SG: They are different and only mildly overlapping audiences for the deep dive into hard science versus something that’s bridging the gap between science fiction and science fact. We do a blend of the hard science, pop science, some on science communication and outreach, and straight up entertainment with a science flair. And there are good audiences for all of those.
GD: One thing I found unique about DragonCon is that you try to do hands-on science catering to a whole difference audience type. How successful has that been?

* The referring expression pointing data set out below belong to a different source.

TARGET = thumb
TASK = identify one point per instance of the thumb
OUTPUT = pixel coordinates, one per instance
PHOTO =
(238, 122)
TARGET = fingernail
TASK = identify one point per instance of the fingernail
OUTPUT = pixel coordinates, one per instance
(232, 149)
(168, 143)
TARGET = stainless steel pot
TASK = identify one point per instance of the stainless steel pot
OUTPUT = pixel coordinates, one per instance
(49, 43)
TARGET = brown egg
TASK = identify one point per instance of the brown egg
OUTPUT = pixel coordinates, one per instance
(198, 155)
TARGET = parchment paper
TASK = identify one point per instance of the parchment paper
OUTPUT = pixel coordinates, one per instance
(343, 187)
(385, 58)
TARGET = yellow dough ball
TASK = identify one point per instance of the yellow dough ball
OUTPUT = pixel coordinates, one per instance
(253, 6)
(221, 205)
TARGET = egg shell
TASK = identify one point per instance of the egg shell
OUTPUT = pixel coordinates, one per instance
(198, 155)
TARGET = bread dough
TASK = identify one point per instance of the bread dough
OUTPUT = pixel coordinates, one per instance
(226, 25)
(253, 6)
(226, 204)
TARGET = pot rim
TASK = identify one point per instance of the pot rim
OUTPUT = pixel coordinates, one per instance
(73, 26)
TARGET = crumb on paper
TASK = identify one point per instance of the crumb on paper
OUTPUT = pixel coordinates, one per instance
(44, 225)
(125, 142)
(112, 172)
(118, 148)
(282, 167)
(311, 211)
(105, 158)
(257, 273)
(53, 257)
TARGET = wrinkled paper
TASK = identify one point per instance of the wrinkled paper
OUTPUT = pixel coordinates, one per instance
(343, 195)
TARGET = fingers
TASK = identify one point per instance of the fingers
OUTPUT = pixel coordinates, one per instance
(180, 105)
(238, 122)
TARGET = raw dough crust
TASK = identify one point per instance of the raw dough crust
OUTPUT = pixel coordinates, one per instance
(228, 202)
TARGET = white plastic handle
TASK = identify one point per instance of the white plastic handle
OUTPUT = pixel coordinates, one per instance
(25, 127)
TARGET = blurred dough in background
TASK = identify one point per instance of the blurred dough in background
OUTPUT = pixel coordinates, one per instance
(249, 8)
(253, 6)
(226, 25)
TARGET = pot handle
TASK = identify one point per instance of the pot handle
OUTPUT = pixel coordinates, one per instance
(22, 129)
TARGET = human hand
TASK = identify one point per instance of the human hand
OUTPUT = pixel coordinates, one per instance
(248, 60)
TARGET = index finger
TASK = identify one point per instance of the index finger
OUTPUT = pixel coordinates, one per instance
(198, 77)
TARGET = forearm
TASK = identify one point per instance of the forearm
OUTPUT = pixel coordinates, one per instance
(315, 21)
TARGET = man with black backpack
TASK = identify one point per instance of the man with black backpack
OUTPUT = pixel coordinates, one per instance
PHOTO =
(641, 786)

SG: I freely admit that I stole this idea from Dr. Rubidium, who started a hands-on science area at GeekGirlCon. There, the hands-on science runs the entire length of the con. They have 14 stations where you can experience doing some small science experiments. In my experience, the adults are oftentimes just as excited as the kids, because they haven’t done it before. The response has been really great – it’s often our highest rated things we do during the science track.
GD: You are a parent. Families at cons can be tricky endeavors. How do you handle science in the context of a con?
SG: One of the directives that has come down to all the directors at DragonCon is that we should recognize that families are emerging as an audience and we need to be programming with that in mind. We get a lot of pre-teens and teenagers coming to our science talks – we try to be mindful of that. As the afternoon and evening wears on, you’ll see a shift toward darker and adult topics, like our panel on “How to Get Away with Murder” talking about the science of disposing bodies.
GD: Stepping out of your role as science track director and that of a parent, your kids are almost as old as your interest in going to cons. Do they come to cons with you and how do they rate their experience with science?
SG: My kids don’t come to DragonCon, mostly because I work the entire weekend from 8AM-11PM, pretty much everyday. But I have taken them to some local cons. They came to my “Science of Pacific Rim” talks and really enjoyed it. My son is really into the new run of Doctor Who and he seems to be in a perfect age to get into it. We also haven’t said, “Thou shalt go to this,” we’ve presented it as an opportunity as they’ve become more interested in science.
GD: Acknowledging that all cons are different, how well do you think cons are handling science overall?
SG: The things that I have seen have been very good. It’s one of these cases where the rising expertise and quality of science communication is making it better across the board. Early on when I got started, it was little bit like Moses coming down with the tablets, with the scientists “presenting” the knowledge you didn’t have. That’s been shifting as people recognize that’s not the best way to communicate science as it tends to be off-putting. Now, its much more of a give-and-take, much more of a conversation.
GD: What’s your wish for science at cons going forward?
SG: I’d really like to see greater diversity across the board. A lot times when I go to science tracks, it tends to be a lot of people like me – middle aged, older, white physicists. I’m looking for a wide variety of voices in terms topics, like psychologists and people studying scientific ethics, in terms of age ranges, because scientists aren’t all middle aged and crotchety, in terms of ethnic backgrounds, life backgrounds. Science is not done just by one set of people, but sometimes its easy to let our conventions give the impression that it does.
GD: Can you give us a preview of this year’s DragonCon science track?
SG: One of our hallmarks from years past was “Evil Geniuses for a Better Tomorrow.” After a break for a couple years, I really want to bring it back because its really entertaining to hear scientists and engineers talk about how they would destroy the world. There are a lot of cool discoveries in the past year, CRISPR gene editing, the discovery of gravitational waves, and even a potential new planet in our solar system.